Amelia’s Magazine | Exhibition: Nicholas Byrne: Seven Metals Seven Planets Seven Days of the Week

Occupying the central space of Vilma Gold’s new gallery premises just off Hackney Road are the paintings of recent Royal College graduate Nicholas Byrne. The crisp white wall space remains untouched, instead battened from ceiling to floor a set of board backed canvases hang on simple wood structures aligned in a mono-directional procession. Alongside stands a larger canvas similarly supported from ceiling to floor, though facing the other direction to the adjacent procession of smaller works.

Clustered under the collective exhibition title Seven Metals Seven Planets Seven Days of the Week, the show alludes to the Ptolemaic cosmology and the geocentric conception of celestial alignment maintained during the middle ages. This is an illustrious source for inspiration, and the sense of elapsed historical wisdom radiates from Byrne’s work. Forms seemingly lifted from dusty renaissance scrolls swim in heavily applied oil, while architectural sketches evoking early studies in perspective drift into billowing colour.

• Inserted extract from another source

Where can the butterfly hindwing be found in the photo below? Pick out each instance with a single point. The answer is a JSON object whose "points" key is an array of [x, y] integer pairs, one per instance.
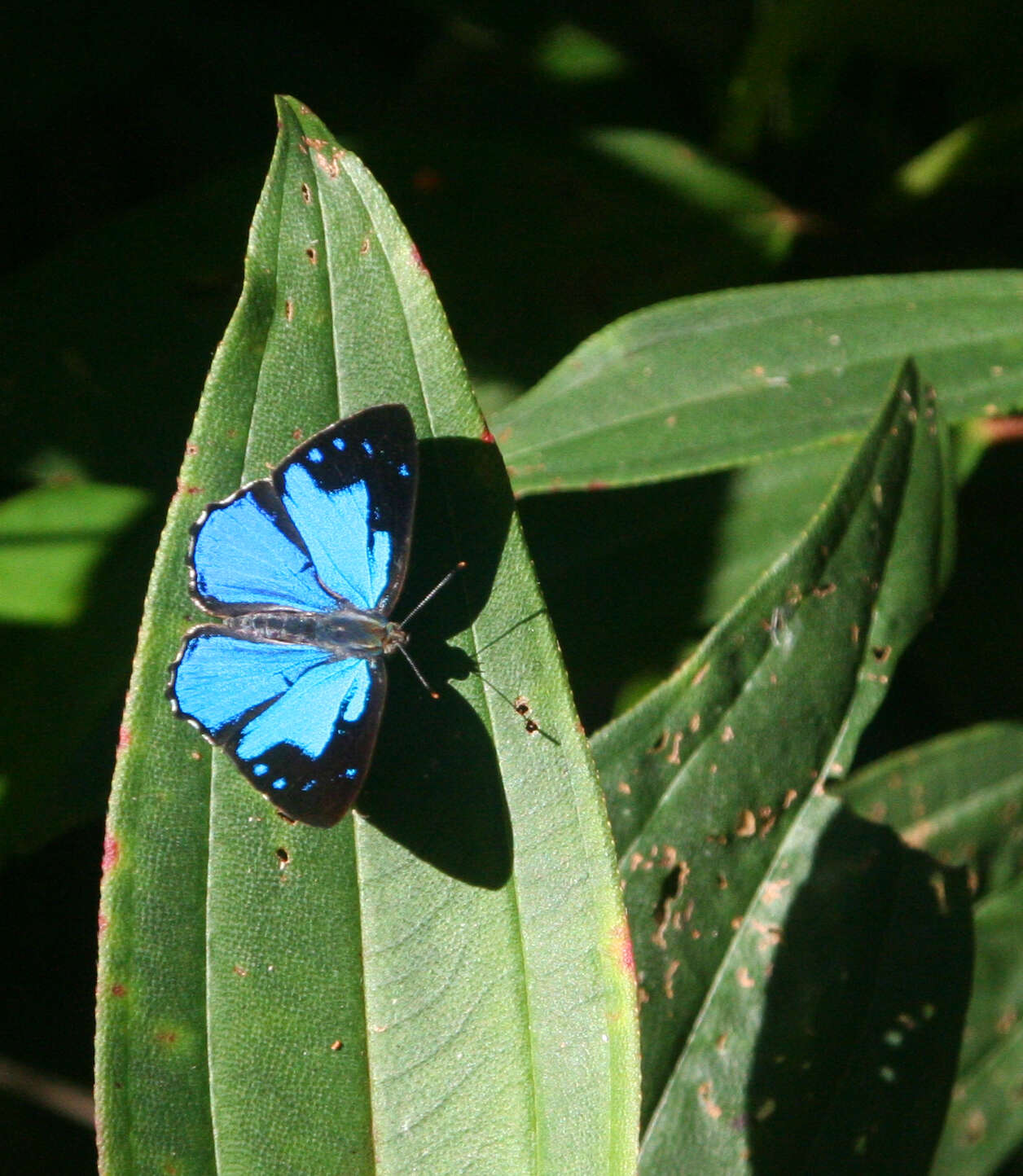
{"points": [[326, 539], [299, 723]]}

The referential tension in the work is clearly set between science and art. And it is in terms of the latter element of this coupling that Byrne really cuts loose. He rather haphazardly deploys a myriad of art historical references; De Chirico styled busts backed are by the opticality of Cruz-Diez or Bridget Riley; Cubism, Maleivichian Suprematism and Mondrian’s palette all wrestling with each other for precious space on Byrne’s canvases.

Whether the relentless referentialism of Byrne’s work is a spoiler, I’m unsure. What can be said is that it results in a rich and intriguing space for those willing to indulge in a spot of visual archaeology. As an individual inclined to such activity, Seven Metals Seven Planets Seven Days of the Week, proves more than worthy of attention.